Para seu alívio e sorte, Jani parecia bem menos abatida e mais sorridente do que o normal, enquanto acompanhava sua mãe pelo corredor extenso que ligava seu quarto ao elevador que as levaria ao andar onde ficavam as salas para exame, porém desta vez a pequena teria de esperar do lado de fora enquanto seu médico responsável oferecia instruções á Margaret, entre elas:
“Portadores de esquizofrenia necessitam de paciência... Entretanto em qualquer sinal de regressão do tratamento, traga-a diretamente aqui.”
A ideia de ter de levar sua pequena garotinha de volta a aquele lugar abatia Margaret de tal forma que esta apenas conseguia tirar estes pensamentos da cabeça ao ouvir a voz de Jani, no carro, perguntando a sua mãe sobre seu pai e Jessica, sobre se ela ainda teria de tomar os remédios e sobre se haviam sentido sua falta. Ouvir a voz de Jani era reconfortante, principalmente naquele momento em que a levava de volta para casa, para sua vida normal, para seu quarto, seus brinquedos, sua família.
Michael e Margaret não saíram do lado de Janice durante toda aquela tarde, ao contrário de Jessica, que mal recebia a irmã e já se retirava da casa, como se às pressas, assim como Susan, ela ficou ausente durante a tarde toda... Era apenas o efeito da distração, nenhuma cura milagrosa, apenas amor e carinho de seus pais... Ou de sua mãe, exclusivamente.
Janice esperou Susan durante boa parte da madrugada, sentada sobre a cama de braços cruzados e o olhar fixo na janela, onde repentinamente Susan surgia sentada.
–Você se lembra do que combinamos Susan? Lá no quarto... –Ela sorria á garota sobre a cama, sem sair do lugar, balançando seus pés de um lado para o outro, batendo seus sapatos na parede- Você me disse que iria cumprir aquela promessa assim que pudesse...agora você pode.
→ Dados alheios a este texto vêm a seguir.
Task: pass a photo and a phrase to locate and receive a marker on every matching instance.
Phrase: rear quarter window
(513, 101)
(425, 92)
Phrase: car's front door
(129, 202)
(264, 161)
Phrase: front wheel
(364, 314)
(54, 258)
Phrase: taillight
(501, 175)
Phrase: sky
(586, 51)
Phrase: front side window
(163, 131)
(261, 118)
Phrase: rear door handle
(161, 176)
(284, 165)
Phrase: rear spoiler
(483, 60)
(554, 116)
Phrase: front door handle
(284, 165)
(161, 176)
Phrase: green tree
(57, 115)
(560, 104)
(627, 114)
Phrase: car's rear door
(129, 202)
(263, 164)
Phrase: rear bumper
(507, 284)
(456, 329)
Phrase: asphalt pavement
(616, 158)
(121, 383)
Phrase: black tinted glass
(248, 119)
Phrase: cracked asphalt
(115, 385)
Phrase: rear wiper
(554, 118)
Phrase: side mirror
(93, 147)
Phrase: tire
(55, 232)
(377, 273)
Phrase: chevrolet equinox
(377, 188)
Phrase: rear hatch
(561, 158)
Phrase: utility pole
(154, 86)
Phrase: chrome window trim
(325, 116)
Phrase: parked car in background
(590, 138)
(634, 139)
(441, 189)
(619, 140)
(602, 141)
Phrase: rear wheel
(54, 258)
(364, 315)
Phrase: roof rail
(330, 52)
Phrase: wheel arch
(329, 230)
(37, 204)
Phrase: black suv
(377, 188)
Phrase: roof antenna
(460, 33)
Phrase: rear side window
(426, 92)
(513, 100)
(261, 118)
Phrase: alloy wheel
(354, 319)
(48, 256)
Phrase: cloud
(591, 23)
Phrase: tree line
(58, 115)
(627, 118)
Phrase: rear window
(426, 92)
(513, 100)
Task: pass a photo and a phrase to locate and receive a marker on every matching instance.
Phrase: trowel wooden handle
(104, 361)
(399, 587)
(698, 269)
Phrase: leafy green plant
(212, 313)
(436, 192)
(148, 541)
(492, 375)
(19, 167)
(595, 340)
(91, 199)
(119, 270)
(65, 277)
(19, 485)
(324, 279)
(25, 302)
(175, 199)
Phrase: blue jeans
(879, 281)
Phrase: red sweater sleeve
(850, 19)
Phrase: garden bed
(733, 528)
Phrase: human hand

–Mas já? Estou cansada, Susan... Não quero agora.
Janice sentia um medo horrendo tomar conta de si enquanto apertava o edredom cor-de-rosa com suas mãos pequenas e magras, sabia que Susan não aceitaria aquela desculpa já que a conhecia melhor do que ninguém. Para sua sorte, ou algo semelhante a sorte, Elize abriu a porta do quarto repentinamente, ofegante como se tivesse corrido por todo o bosque até o quarto de Jani.
–Se você fizer isso vai se arrepender para sempre, Jani! Vai se arrepender! – Elize caminhou até a cama, sentando-se ao lado de Janice, segurando ambas as mãos da garota – Você não precisa ouvir à Susan..,
Janice puxou suas mãos bruscamente, empurrando Elize para fora da cama, furiosa:
–Você me abandonou! –Repetia – Você me deixou lá apenas com Susan! Você merece morrer!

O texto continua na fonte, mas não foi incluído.